CXVI La ballena agonizante

No raras veces, en esta vida, cuando, a nuestra derecha, nos adelantan los favoritos de la fortuna navegando junto a nosotros, aunque antes estábamos inmóviles, recibimos un poco de la brisa de ese avance y sentimos gozosamente llenarse nuestras velas deshinchadas. Así pareció ocurrir con el Pequod. Pues al día siguiente de encontrar el alegre Soltero, se vieron ballenas y se mataron cuatro, y una de ellas la mató Ahab.

Era a la tarde bien avanzada, y cuando acabaron todas las lanzadas del rojo combate, y, flotando en el delicioso mar y cielo del poniente, el sol y el pez murieron sosegadamente a la vez; entonces, en ese aire rosado se elevaron, rizándose, tal dulzura y tal quejumbre, tales oraciones entrelazadas, que casi pareció como si, desde muy lejos, desde los profundos y verdes valles conventuales de las islas de Manila, la brisa de tierra española, hecha marinera por extravagancia, se hubiera hecho a la mar, cargada de esos himnos de vísperas.

Ablandado otra vez, pero sólo ablandado para mayor tristeza, Ahab, que se había apartado del cetáceo, se sentó a observar atentamente su extinción desde la lancha ya tranquila. Pues ese extraño espectáculo que se observa en todos los cachalotes agonizantes —volver la cabeza hacia el sol, y expirar así—, ese extraño espectáculo, observando en tan plácido atardecer, le imponía a Ahab, sin saberse cómo, una sensación de prodigio hasta entonces desconocida.

«Se vuelve y vuelve hacia el sol —qué lentamente, pero qué firmeza—, su frente homenajeadora e invocadora, con sus últimos ademanes de agonía.

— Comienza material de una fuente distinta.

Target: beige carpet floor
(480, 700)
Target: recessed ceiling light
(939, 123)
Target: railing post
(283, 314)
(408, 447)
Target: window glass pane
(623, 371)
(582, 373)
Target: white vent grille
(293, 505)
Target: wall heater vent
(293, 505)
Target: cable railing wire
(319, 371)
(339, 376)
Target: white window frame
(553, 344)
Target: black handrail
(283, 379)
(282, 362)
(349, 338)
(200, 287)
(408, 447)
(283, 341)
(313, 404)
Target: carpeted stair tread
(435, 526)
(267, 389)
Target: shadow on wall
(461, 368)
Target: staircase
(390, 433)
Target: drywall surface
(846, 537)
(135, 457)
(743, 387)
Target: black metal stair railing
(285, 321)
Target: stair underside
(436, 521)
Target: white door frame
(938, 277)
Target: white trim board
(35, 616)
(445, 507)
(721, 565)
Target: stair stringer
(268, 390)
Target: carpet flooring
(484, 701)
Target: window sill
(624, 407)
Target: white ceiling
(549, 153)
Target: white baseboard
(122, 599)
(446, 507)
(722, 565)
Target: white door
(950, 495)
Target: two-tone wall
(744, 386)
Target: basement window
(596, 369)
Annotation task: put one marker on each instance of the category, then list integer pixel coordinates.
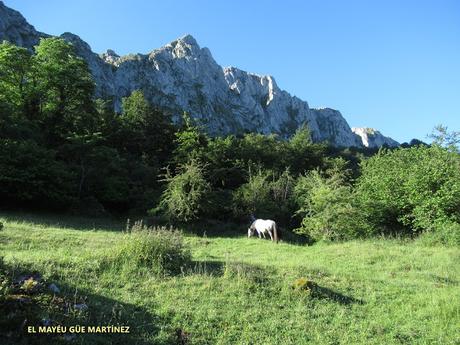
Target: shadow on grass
(217, 229)
(37, 305)
(65, 221)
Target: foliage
(265, 195)
(185, 194)
(157, 249)
(415, 189)
(328, 208)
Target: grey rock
(372, 138)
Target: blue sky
(391, 65)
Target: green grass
(239, 290)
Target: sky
(387, 64)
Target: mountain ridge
(182, 76)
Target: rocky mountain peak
(372, 138)
(15, 29)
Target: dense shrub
(185, 195)
(156, 249)
(266, 195)
(413, 189)
(328, 208)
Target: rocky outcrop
(182, 76)
(372, 138)
(15, 29)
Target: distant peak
(188, 39)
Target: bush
(156, 249)
(185, 195)
(265, 195)
(414, 189)
(328, 208)
(447, 233)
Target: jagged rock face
(372, 138)
(15, 29)
(181, 76)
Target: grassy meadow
(235, 291)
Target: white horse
(263, 226)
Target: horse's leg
(271, 236)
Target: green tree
(185, 195)
(411, 189)
(190, 142)
(64, 89)
(328, 208)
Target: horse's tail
(275, 232)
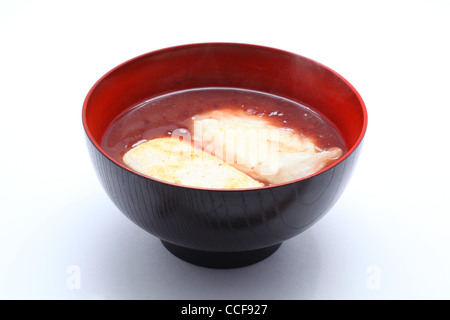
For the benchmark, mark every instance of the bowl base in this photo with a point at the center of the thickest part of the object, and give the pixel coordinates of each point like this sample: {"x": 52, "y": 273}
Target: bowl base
{"x": 220, "y": 260}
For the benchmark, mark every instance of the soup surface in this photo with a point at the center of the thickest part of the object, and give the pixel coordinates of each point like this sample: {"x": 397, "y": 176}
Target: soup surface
{"x": 269, "y": 138}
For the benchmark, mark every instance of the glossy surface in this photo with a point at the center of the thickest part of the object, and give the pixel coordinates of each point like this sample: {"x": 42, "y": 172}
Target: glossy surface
{"x": 224, "y": 220}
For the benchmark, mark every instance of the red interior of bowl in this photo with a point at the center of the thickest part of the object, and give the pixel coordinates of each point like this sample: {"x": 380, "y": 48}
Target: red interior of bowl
{"x": 225, "y": 65}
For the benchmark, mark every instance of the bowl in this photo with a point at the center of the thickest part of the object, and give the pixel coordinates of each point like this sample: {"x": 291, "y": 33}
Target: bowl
{"x": 220, "y": 228}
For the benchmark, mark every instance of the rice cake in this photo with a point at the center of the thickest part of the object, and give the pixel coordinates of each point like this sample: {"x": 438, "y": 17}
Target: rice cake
{"x": 261, "y": 150}
{"x": 178, "y": 162}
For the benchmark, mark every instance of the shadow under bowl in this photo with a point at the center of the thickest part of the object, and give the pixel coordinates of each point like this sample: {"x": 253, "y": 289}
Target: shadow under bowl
{"x": 224, "y": 228}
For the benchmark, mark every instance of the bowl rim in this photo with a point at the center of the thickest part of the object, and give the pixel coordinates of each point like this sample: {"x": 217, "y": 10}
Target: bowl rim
{"x": 199, "y": 44}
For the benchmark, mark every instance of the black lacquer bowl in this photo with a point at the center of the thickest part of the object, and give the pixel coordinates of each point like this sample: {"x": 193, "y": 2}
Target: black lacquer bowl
{"x": 223, "y": 228}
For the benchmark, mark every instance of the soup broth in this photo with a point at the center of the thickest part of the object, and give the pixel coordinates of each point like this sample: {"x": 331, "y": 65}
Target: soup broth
{"x": 181, "y": 114}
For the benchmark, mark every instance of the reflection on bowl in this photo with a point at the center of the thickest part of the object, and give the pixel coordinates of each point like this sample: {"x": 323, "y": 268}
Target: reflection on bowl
{"x": 217, "y": 227}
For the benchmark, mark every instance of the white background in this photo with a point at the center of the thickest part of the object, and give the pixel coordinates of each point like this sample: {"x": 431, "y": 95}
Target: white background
{"x": 386, "y": 238}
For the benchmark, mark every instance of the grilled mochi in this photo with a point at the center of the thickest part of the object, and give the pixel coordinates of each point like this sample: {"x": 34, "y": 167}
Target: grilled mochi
{"x": 179, "y": 162}
{"x": 254, "y": 146}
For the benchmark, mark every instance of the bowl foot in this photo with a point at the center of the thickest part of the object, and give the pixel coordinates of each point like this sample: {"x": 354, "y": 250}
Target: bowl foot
{"x": 220, "y": 260}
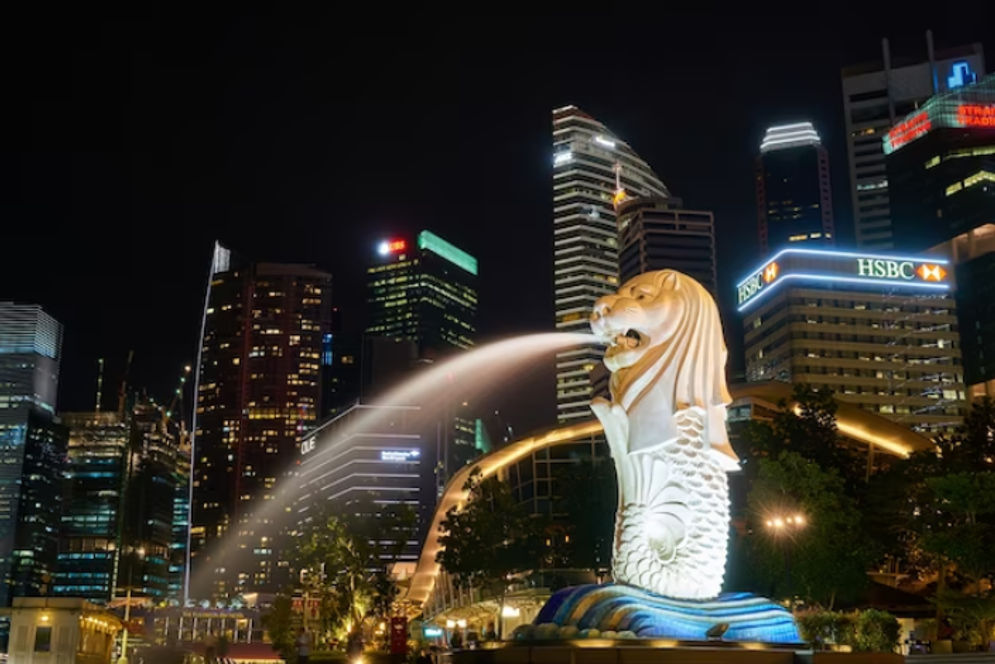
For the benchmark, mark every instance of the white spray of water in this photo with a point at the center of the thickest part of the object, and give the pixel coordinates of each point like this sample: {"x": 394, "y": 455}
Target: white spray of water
{"x": 477, "y": 371}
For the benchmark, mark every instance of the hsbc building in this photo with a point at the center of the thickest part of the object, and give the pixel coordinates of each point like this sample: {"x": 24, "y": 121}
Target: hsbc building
{"x": 877, "y": 330}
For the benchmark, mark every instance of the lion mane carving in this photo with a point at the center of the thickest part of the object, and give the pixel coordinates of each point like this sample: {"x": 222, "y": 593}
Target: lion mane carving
{"x": 665, "y": 426}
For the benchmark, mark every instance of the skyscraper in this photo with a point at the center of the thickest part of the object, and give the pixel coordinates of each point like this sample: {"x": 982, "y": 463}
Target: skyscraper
{"x": 94, "y": 495}
{"x": 656, "y": 234}
{"x": 877, "y": 330}
{"x": 258, "y": 389}
{"x": 941, "y": 170}
{"x": 422, "y": 298}
{"x": 589, "y": 164}
{"x": 425, "y": 292}
{"x": 875, "y": 95}
{"x": 794, "y": 195}
{"x": 119, "y": 501}
{"x": 32, "y": 449}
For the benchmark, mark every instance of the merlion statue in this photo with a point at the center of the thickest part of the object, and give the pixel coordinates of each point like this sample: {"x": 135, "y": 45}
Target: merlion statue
{"x": 665, "y": 427}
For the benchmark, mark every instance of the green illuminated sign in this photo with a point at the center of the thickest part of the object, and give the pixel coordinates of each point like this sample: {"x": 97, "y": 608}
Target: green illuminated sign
{"x": 453, "y": 254}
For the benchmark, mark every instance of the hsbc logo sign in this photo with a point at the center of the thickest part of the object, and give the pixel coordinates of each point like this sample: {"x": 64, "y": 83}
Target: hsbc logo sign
{"x": 886, "y": 269}
{"x": 880, "y": 268}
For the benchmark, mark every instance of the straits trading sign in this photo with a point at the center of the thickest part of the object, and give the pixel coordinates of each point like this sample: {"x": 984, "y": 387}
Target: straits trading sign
{"x": 844, "y": 268}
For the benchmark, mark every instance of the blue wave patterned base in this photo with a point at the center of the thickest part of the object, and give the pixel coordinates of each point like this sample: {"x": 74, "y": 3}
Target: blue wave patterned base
{"x": 625, "y": 609}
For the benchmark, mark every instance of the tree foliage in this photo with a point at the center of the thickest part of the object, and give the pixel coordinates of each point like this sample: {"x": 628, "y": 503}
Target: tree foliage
{"x": 825, "y": 559}
{"x": 280, "y": 623}
{"x": 489, "y": 538}
{"x": 940, "y": 505}
{"x": 808, "y": 430}
{"x": 589, "y": 499}
{"x": 344, "y": 563}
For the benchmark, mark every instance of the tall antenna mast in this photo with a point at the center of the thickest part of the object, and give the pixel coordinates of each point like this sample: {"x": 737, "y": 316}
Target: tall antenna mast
{"x": 619, "y": 189}
{"x": 100, "y": 383}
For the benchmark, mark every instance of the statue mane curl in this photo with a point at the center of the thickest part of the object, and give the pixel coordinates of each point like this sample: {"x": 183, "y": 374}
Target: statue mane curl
{"x": 690, "y": 362}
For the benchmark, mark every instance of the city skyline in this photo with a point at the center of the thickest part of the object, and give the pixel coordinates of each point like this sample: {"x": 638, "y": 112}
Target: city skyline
{"x": 212, "y": 170}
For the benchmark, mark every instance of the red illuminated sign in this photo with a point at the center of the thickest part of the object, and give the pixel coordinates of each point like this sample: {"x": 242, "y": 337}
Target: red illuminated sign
{"x": 909, "y": 130}
{"x": 976, "y": 115}
{"x": 928, "y": 272}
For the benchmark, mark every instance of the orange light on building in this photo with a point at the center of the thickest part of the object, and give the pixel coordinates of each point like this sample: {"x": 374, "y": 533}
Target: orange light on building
{"x": 929, "y": 272}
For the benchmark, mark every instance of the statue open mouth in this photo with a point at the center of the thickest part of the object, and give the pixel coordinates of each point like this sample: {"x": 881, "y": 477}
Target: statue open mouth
{"x": 621, "y": 342}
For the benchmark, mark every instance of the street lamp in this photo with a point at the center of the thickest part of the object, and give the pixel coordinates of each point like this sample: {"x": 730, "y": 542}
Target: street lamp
{"x": 783, "y": 525}
{"x": 779, "y": 523}
{"x": 140, "y": 553}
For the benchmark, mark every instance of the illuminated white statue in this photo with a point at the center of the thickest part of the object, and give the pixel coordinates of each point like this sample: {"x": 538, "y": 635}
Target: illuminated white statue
{"x": 665, "y": 427}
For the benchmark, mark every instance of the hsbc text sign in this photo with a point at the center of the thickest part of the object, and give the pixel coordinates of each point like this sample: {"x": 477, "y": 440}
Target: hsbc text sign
{"x": 814, "y": 265}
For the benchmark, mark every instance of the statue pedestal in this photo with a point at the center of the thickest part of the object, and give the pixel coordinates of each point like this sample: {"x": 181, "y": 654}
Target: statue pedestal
{"x": 618, "y": 611}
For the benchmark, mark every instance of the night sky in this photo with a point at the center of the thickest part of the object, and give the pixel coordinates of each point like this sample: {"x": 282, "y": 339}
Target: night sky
{"x": 131, "y": 144}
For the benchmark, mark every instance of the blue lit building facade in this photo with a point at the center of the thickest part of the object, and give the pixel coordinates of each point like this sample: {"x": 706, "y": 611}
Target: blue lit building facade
{"x": 94, "y": 495}
{"x": 877, "y": 330}
{"x": 32, "y": 450}
{"x": 368, "y": 461}
{"x": 127, "y": 472}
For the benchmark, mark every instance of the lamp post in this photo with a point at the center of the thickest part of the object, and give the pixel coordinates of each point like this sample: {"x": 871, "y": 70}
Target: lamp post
{"x": 140, "y": 553}
{"x": 783, "y": 526}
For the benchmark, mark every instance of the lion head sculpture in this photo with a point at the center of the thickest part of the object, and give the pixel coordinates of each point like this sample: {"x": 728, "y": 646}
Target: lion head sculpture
{"x": 666, "y": 352}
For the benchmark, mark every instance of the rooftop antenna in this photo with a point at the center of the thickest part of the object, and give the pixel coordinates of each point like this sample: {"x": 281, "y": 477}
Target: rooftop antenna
{"x": 619, "y": 190}
{"x": 100, "y": 383}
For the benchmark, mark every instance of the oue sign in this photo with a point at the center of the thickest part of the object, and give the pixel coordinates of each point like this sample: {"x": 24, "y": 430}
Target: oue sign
{"x": 749, "y": 288}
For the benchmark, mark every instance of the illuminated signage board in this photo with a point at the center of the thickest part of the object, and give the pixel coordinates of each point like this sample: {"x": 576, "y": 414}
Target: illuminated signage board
{"x": 976, "y": 115}
{"x": 391, "y": 247}
{"x": 844, "y": 268}
{"x": 909, "y": 130}
{"x": 966, "y": 103}
{"x": 399, "y": 455}
{"x": 961, "y": 75}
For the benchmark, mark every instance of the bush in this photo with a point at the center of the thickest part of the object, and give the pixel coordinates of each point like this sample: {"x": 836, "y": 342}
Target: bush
{"x": 823, "y": 628}
{"x": 863, "y": 631}
{"x": 877, "y": 631}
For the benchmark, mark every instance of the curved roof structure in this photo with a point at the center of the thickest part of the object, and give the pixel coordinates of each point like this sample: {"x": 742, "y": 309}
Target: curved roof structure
{"x": 853, "y": 422}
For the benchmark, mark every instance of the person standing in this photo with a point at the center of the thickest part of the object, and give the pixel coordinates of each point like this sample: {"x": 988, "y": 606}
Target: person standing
{"x": 303, "y": 647}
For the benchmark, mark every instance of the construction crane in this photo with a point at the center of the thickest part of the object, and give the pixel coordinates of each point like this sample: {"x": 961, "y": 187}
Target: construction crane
{"x": 167, "y": 413}
{"x": 123, "y": 392}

Él también adora el fuego; ¡fidelísimo, amplio, baronial vasallo del sol! ¡Ah, que estos ojos míos, demasiado favorecedores, hayan de ver estas visiones demasiado favorecedoras! ¡Mira! que, muy recluida en medio de las aguas; más allá de todo bien o mal humano; en esos mares tan sinceros e imparciales; donde ni tradiciones ni rocas ofrecen tablas escritas; donde, durante largas eras chinas, las olas se han mecido sin hablar y sin que les hablaran, como estrellas que brillan sobre la desconocida fuente del Níger; aquí, también, la vida muere vuelta hacia el sol, llena de fe; pero mira, apenas muerta, la muerte gira en torno al cadáver y lo orienta de algún otro modo.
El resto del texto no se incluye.